Sanoczanie w drugiej tercji oddali aż 20 strzałów i mieli wiele sytuacji pod bramką rywala, jednak to krakowianie zdobyli aż trzy gole. Podczas jednej z kontr Látal wyłożył gumę jak na tacy Alexandrowi Younanowi, który musiał tylko odpowiednio przystawić łopatkę kija.
– Do 30 minuty było to dość trudne spotkanie, jednak gdy zdobyliśmy kilka bramek, to grało nam się lepiej. Trenowaliśmy poza naszym lodowiskiem i to było widać na początku. Jednak jesteśmy mimo ostatnich trudności dobrze przygotowani. Sanok musiał zagrać coraz bardziej ofensywnie i zaryzykować. Oni musieli zdobyć gola, ale popełnili przy tym błędy. Nam udało się je wykorzystać. Muszę przyznać, że dobrze nam wychodziła nam gra z kontry – wyjaśnił 35-letni napastnik.
Comarch Cracovia w tabeli zajmuje piąte miejsce, ale ma tyle samo punktów co czwarta KH Energa Toruń i szósty JKH GKS Jastrzębie.

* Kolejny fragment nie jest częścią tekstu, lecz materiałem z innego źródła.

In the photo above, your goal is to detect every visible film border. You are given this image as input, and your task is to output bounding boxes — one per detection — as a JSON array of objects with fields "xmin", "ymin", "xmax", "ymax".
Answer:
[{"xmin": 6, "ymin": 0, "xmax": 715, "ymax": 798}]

W tabeli jest ciasno, bo siódmy zespół ma tylko dwa punkty mniej. Walka o "czwórkę" zapowiada się emocjonująco.
– Mamy do końca sezonu jeszcze trochę meczów, oczywiście patrzymy w tabelę, bo chcielibyśmy zająć czwarte miejsce. Jak to się skończy to zobaczymy, ale będziemy walczyć o najlepsze dla nas miejsce – zakończył czeski napastnik.